Recentemente, o país tomou conhecimento do que se pode chamar de escrituração do boato. Registros rudimentares em cadernos de balcão, nos quais nomes de relevância política foram grafados ao lado de cifras vultosas. O autor das notas refugiou-se no ouvi dizer.
Entretanto, o fenômeno mais inquietante não reside na grafia de quem prenotou, mas no silêncio de quem foi prenotado.
No plano das instituições e da vida civil, a imputação de valores astronômicos para a viabilização ou mordaça de candidaturas exige uma resposta de natureza enérgica. Para o homem público que zela pelo nome como território inviolável, não bastam notas de gabinete nem discursos efêmeros em redes sociais. A gravidade do fato impõe o uso da interpelação judicial, amparada pelo artigo 144 do Código Penal. Trata-se de um imperativo ético. Ou se sustenta a acusação sob o rigor da prova, ou se reconhece a própria indigência moral pela retratação. No Direito, a ausência de explicação prolonga a infâmia.

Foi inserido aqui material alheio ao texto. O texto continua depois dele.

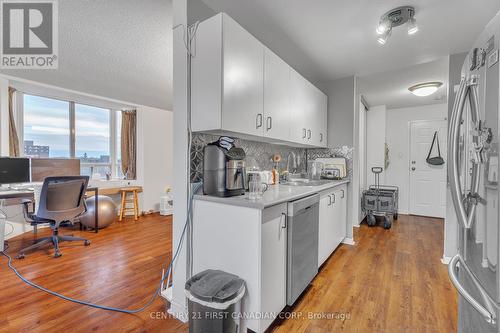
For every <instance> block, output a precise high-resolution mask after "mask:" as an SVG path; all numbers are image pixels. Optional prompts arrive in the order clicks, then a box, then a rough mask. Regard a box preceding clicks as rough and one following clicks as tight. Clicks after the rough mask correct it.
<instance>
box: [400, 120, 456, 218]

O que se testemunha, contudo, é uma espécie de preclusão da honra. Quem não exerce o direito de resposta no tempo da ofensa perde, adiante, a possibilidade de reclamar a integridade da própria imagem. Ao permitir que seu nome habite cadernos de estratégias obscuras sem exigir o prove ou cale-se judicial, o agente público não preserva a biografia. Administra, em silêncio, o dano de uma suspeita que ele próprio, por omissão, ajuda a validar.
Esse silêncio nunca é neutro. Trata-se de um mecanismo de adaptação no qual, quando o custo da verdade ameaça a estabilidade de alianças ou posições de poder, a consciência aprende a coexistir com o descrédito. A honra que aceita ser anotada em contextos de bastidor, sob o pretexto de prudência política, abdica de sua natureza intrínseca e se converte em moeda de troca. O silêncio transforma a suposta vítima em personagem tolerante de uma trama conveniente para ambos os lados.
O papel, por sua natureza inerte, aceita qualquer número. A dignidade não. Na contabilidade da moralidade pública, quem abdica do rigor da lei para passar a limpo a própria história paga a conta em reputação. Trata-se de um passivo permanente, que não se renegocia e não prescreve.